The standing pattern when an idea is missing from the chat is “add a new persona.” Brett-as-marketer wanted more GTM friction, so gretchen got added. The Claude-related questions kept feeling generic, so I split claude_curious off into her own role. Personas are cheap and reversible. Weights let you turn one down without deleting it.

ANTI-REPETITION (critical): look at RECENT CHAT. Do NOT post anything that is the same as, or a paraphrase of, a message already there.

— ghostchat HARD RULES

The anti-repetition rule sounds obvious until you actually run a multi-persona chat for a few minutes. The early versions kept asking the same question rephrased three different ways across three different accounts, because each prompt was independent and could only see the last twelve messages. I bumped the window to thirty and added a programmatic overlap-coefficient dedup that drops paraphrases before they post. That alone moved the output from “uncanny” to “I’d actually leave this on.”

Lessons I would not have predicted

This thing taught me five things I will be carrying into future builds.

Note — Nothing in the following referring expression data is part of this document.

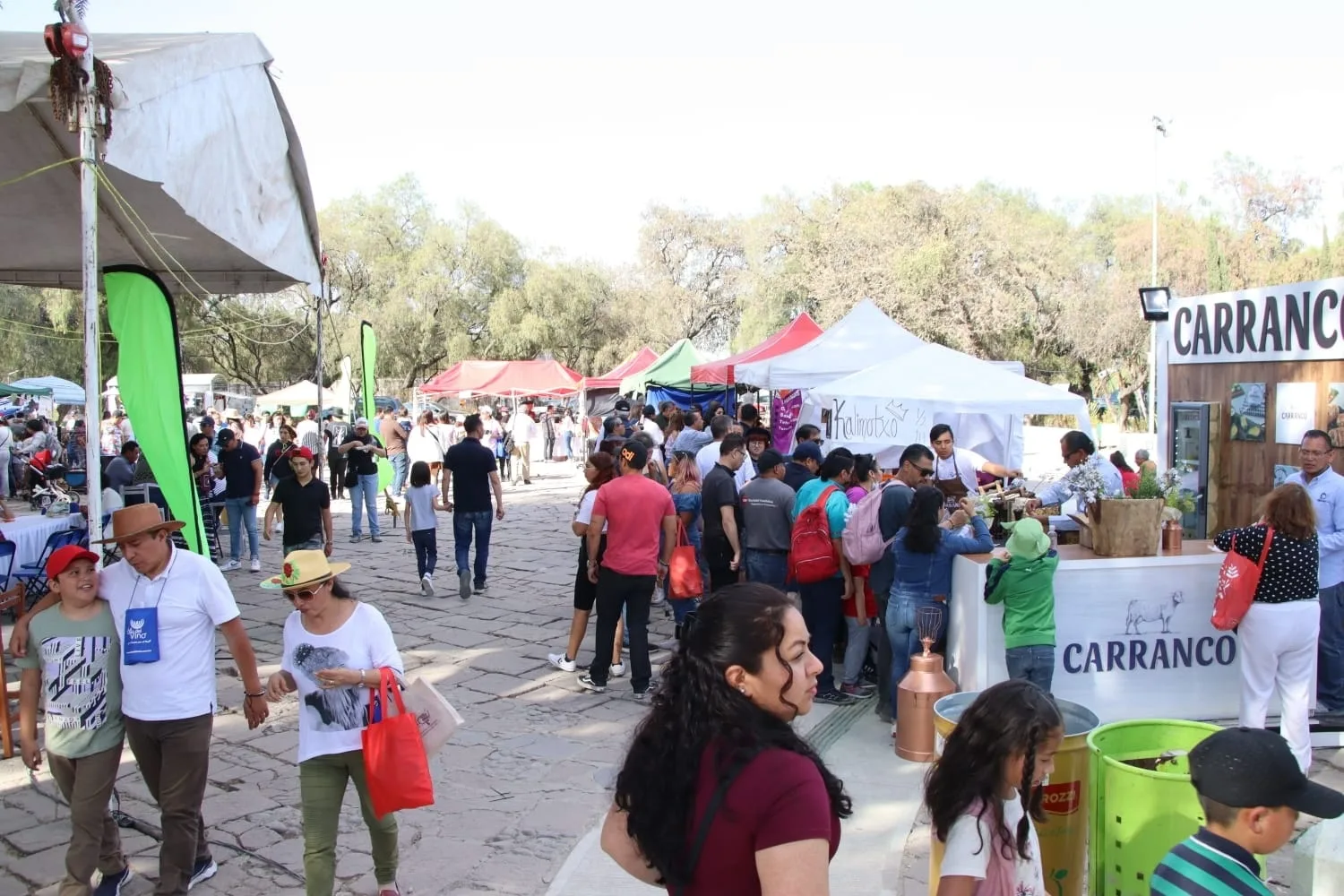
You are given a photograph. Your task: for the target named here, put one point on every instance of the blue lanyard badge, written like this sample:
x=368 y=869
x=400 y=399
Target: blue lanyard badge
x=140 y=642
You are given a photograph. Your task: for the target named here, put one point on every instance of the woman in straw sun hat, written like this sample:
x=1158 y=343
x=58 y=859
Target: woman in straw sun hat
x=333 y=648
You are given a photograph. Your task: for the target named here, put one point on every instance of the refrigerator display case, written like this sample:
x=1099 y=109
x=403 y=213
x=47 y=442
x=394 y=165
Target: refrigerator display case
x=1193 y=452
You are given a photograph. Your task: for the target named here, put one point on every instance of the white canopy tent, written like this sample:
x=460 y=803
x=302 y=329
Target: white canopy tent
x=863 y=338
x=892 y=405
x=203 y=156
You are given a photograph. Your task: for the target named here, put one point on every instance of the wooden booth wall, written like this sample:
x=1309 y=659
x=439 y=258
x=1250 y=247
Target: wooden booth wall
x=1245 y=470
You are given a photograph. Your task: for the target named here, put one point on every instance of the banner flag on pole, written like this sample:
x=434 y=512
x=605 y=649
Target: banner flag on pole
x=368 y=363
x=142 y=316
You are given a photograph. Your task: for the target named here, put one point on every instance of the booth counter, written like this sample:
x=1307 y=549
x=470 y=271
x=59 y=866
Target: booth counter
x=1132 y=634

Free-tier Gemini is twenty requests per day. Useless for anything live. The fix was a dedicated billed GCP project with a budget cap. Day-one footgun if you don’t catch it.
Chromium crashes on my GTX 970 with NVIDIA + Wayland. SIGILL on the eglcore module, in both GPU mode and software-rasterizer mode. I lost about an hour to “the overlay loads nothing” before realizing Chromium itself was dying. The fix was to scrap Chromium entirely and render the overlay in a WebKitGTK window from a tiny Python script. The rest of the stack runs fine on the GPU. Just not the browser.
The overlay port is 7177, not 7077. Don’t ask. There is a stale bookmark on my desktop that cost me twenty minutes.
Don’t capture the monitor where the overlay lives, or the chat will start reacting to itself. The fix was capturing both work monitors and accepting that the overlay-side monitor is invisible to the personas.
Background launches from automation scripts get reaped. If you launch the overlay from a hook or a service, the parent process exits and the overlay dies with it. Launch from a real terminal. start.sh solved this by running both the engine and the overlay in the foreground with a single Ctrl+C cleanup.

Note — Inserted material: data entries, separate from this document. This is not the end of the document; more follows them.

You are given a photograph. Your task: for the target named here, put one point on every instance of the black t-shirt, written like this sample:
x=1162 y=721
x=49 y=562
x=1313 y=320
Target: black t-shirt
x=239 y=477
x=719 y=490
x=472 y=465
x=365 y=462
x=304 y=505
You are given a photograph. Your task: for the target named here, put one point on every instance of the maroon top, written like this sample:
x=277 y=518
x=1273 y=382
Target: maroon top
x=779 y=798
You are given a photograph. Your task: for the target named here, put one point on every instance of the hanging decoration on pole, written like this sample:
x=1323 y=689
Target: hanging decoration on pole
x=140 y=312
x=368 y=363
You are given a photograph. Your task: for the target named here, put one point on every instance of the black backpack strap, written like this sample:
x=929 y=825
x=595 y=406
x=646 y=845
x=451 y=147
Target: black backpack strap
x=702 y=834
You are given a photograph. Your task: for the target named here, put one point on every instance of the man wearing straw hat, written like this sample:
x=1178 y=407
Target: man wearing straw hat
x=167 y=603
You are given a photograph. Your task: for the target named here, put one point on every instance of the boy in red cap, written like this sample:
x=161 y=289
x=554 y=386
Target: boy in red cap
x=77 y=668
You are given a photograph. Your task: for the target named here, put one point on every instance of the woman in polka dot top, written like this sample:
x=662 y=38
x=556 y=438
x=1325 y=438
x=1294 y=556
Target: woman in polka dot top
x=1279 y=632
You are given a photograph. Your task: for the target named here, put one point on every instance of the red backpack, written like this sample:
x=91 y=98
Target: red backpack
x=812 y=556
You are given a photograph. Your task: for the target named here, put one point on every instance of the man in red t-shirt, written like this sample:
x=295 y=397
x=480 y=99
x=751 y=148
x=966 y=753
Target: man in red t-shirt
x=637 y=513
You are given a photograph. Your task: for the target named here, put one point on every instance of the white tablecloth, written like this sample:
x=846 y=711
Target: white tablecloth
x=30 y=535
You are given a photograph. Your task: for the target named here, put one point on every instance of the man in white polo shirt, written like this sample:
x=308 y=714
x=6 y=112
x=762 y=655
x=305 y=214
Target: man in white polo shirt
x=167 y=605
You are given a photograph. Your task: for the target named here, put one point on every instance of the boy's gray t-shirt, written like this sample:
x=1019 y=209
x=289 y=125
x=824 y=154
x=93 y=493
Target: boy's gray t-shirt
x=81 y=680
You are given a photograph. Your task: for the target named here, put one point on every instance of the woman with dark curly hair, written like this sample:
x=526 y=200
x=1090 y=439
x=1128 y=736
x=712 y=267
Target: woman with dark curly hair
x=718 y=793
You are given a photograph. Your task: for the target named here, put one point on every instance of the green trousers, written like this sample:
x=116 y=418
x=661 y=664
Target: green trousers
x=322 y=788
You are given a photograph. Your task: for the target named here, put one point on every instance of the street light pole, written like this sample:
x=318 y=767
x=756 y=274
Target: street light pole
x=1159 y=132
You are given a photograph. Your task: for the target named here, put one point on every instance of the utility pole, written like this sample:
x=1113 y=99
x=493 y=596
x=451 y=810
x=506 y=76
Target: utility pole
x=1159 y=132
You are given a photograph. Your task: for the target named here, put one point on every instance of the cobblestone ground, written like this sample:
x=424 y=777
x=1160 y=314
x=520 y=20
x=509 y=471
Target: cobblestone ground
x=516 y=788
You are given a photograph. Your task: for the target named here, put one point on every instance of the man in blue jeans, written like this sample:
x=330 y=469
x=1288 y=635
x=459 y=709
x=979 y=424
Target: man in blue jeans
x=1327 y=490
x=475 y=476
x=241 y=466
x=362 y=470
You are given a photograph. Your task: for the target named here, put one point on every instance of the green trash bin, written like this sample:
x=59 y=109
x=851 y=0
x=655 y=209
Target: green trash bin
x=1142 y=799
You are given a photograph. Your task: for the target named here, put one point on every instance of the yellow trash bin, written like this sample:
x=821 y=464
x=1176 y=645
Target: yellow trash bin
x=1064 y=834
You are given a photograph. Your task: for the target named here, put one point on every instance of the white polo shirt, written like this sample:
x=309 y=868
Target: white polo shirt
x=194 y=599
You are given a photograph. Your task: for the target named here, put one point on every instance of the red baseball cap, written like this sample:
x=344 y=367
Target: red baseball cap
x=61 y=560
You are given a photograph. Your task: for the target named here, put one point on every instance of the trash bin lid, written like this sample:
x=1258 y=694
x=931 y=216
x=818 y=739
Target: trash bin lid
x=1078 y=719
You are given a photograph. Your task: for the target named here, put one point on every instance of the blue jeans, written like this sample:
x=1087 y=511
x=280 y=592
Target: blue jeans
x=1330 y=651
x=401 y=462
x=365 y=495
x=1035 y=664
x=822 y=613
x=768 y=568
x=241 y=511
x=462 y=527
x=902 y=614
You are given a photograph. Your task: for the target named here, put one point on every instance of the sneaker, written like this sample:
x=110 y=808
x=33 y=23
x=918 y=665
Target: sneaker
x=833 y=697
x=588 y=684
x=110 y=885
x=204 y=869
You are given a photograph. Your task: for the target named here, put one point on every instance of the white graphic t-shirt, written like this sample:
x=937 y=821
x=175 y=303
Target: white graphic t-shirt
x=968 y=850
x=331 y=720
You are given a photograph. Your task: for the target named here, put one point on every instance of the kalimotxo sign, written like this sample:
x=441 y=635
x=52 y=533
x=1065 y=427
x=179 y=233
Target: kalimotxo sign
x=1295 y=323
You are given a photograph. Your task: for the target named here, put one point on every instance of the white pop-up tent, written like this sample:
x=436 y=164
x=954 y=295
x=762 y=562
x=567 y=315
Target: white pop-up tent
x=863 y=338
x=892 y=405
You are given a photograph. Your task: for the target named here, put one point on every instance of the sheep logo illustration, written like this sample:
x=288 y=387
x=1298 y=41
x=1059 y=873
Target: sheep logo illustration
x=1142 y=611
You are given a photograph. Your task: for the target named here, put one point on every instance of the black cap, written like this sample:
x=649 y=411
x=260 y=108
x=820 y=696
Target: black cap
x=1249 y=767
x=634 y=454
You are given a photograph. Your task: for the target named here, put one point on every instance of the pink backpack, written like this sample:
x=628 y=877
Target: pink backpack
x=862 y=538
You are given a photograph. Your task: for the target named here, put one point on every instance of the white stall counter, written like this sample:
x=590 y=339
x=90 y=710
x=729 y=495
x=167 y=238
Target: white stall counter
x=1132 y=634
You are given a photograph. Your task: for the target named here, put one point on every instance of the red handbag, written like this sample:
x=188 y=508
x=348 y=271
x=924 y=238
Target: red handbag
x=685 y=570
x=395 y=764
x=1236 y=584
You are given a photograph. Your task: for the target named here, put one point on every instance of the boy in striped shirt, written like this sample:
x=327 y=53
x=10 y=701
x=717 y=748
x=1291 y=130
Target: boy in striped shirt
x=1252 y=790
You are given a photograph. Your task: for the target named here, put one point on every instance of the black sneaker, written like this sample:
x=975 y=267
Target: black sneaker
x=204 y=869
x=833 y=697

Why this is interesting beyond streaming

Most of the things I build for myself end up generalizing. The interesting part of ghostchat is not the fake chat. It’s the substrate underneath: a small daemon that watches what you are looking at, what you are saying, and what you are typing — and renders that into a structured “story” that any number of agents can react to. Swap “Twitch chat personas” for “design critic,” “security reviewer,” “PM asking clarifying questions,” or “rubber duck that notices when you’ve been stuck on the same file for fifteen minutes.” The pipeline is the same.

That’s the part I’m still chewing on. Stream overlay was the excuse. The substrate is the actual interesting thing. The next direction is feeding browser activity in too — a small Chromium extension posting URLs and clicks to a /activity endpoint — so the story has even more raw material to work with.

Until then, I have eleven friends watching me code. SkepticalSam in particular has a real point about the rate limits.